Sementara itu, Kepala Kampung Koya Tengah, Yunike Rollo, melaporkan bahwa pengelolaan dana kampung tahun anggaran 2025 yang berjumlah lebih dari Rp8 miliar telah dimanfaatkan untuk berbagai program pembangunan fisik dan nonfisik.

Pada tahap pertama, sejumlah program telah terlaksana antara lain pembangunan satu unit rumah layak huni, pembangunan satu unit Pustu (Puskesmas Pembantu), peningkatan jalan produksi dari Koya Tengah menuju Skouw Yambe, pembuatan drainase sepanjang 400 meter di RT 02/RW 01, serta program padat karya berupa penimbunan jalan di RW 02.

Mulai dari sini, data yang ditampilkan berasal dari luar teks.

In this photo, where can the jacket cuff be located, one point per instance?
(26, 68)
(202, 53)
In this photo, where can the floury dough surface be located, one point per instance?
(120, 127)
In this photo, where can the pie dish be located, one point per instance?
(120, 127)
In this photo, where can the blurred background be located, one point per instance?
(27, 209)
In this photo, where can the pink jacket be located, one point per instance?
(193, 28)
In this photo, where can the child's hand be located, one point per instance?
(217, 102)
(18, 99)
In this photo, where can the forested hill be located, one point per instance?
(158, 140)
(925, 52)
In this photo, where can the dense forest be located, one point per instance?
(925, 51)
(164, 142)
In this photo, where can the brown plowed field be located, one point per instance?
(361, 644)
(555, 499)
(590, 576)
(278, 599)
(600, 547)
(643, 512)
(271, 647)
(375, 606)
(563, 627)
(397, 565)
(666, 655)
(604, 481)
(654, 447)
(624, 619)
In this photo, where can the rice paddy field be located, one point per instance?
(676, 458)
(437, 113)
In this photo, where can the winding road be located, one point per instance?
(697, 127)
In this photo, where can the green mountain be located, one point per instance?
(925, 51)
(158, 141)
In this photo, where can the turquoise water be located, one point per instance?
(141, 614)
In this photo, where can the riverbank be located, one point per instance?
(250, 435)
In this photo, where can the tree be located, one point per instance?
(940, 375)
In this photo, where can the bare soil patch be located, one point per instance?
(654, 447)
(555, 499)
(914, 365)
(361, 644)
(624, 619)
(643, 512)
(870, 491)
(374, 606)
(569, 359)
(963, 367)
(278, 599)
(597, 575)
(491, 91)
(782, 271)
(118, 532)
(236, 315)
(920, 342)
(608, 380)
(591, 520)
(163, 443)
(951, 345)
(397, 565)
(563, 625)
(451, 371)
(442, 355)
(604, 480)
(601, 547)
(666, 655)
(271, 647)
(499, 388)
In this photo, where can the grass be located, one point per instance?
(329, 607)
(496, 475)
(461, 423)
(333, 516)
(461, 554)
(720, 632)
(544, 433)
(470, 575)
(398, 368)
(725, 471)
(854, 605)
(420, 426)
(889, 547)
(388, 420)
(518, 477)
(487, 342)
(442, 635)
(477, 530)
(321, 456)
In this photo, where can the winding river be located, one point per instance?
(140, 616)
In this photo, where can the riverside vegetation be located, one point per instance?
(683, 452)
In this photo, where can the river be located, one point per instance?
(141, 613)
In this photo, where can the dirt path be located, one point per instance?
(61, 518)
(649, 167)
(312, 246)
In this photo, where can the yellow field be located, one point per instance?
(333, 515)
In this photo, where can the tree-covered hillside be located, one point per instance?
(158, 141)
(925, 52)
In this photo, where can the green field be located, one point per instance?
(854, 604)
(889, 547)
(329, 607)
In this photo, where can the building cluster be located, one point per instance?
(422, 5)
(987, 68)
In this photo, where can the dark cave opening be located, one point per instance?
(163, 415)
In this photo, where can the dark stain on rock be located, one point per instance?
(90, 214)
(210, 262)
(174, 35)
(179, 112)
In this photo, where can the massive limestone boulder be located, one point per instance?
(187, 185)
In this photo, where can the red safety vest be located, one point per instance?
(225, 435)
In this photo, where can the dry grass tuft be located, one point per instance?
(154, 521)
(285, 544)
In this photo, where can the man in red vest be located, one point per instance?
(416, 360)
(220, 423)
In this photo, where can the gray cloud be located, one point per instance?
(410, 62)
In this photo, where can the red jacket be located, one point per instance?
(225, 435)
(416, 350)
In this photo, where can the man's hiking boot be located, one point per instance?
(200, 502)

Selain program fisik, juga dilaksanakan program nonfisik berupa pembagian bibit ikan lele sebanyak 20 ribu ekor kepada 26 kepala keluarga penerima manfaat.

Pada tahap kedua, realisasi pembangunan meliputi rehabilitasi dua unit rumah layak huni, pembangunan teras Posyandu yang kini telah selesai 100 persen, serta program padat karya berupa pembersihan jalan di RW 02 Perumahan Rollo Green.

Menurut Kepala Kampung, seluruh kegiatan tersebut merupakan implementasi dari Anggaran Pendapatan dan Belanja Kampung (APB Kampung) Koya Tengah yang disusun berdasarkan prioritas kebutuhan masyarakat.

Selain pembangunan fisik dan nonfisik, Koperasi Merah Putih Kampung Koya Tengah telah mulai beroperasi meskipun belum memiliki gedung permanen. Saat ini posyandu di Rollo Green digunakan sebagai sekretariat sementara. Pihak koperasi juga telah mengajukan kerja sama dengan Bulog sebagai mitra untuk menjadi agen penyalur kebutuhan pokok masyarakat.

Dengan adanya koperasi ini, diharapkan Kampung Koya Tengah dapat menjadi penyuplai bahan makanan bergizi bagi tiga kampung di Distrik Muara Tami. Upaya tersebut juga akan didukung melalui kerja sama dengan Irwasda Polda Papua guna memastikan ketersediaan pangan yang sehat dan terjangkau bagi masyarakat.

Program yang telah berjalan ini menjadi bukti nyata komitmen pemerintah kampung dalam meningkatkan kesejahteraan masyarakat melalui pembangunan merata dan pemberdayaan ekonomi warga.